CROSSETT, Ark. (AP) — In a story Dec. 12 about feral hogs, The Associated Press reported erroneously that the Arkansas Game and Fish Commission tested animals at the Felsenthal National Wildlife Refuge for disease. The commission distributed a news release from the U.S. Fish and Wildlife Service, which did the testing. Also, Rick Eastridge is a biologist with the Felsenthal National Wildlife Refuge, not the Arkansas Game and Fish Commission.
A corrected version of the story is below:
Feral hogs at Felsenthal sick with brucellosis
Feral hogs at Felsenthal National Wildlife Refuge infected with brucellosis, pseudorabies
CROSSETT, Ark. (AP) — The U.S. Fish and Wildlife Service says feral hogs at Felsenthal National Wildlife Refuge are infected with brucellosis and pseudorabies.
The wildlife service said Wednesday it worked with the U.S. Agriculture Department to collect and test samples from 46 feral swine. The results revealed 10 of the beasts had swine brucellosis and 16 had pseudorabies.

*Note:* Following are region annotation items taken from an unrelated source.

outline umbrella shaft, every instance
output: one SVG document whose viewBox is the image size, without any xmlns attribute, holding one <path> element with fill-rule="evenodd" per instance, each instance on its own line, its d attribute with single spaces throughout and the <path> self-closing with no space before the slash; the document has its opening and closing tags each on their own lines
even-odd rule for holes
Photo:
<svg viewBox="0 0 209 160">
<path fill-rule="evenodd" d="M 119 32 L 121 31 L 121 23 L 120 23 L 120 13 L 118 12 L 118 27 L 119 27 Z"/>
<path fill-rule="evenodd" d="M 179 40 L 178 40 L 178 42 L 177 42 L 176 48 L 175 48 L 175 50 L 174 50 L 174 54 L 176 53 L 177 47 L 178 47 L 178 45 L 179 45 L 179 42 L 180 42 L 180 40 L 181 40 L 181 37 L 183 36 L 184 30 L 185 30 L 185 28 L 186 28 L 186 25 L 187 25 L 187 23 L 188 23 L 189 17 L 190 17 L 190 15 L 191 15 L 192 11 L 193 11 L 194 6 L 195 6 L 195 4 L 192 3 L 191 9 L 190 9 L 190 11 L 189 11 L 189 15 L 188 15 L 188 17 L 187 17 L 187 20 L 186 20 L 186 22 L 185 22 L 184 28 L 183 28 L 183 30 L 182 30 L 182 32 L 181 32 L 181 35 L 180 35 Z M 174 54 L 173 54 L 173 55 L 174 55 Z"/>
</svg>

Refuge biologist Rick Eastridge says that shouldn't discourage hunting the animals. But hunters should take appropriate precautions when handling their kills.
The wildlife service says hunters should wear rubber gloves and wash with soap and hot water as soon as possible after handling a feral pig carcass. Meat from feral hogs should be cooked thoroughly before being eaten.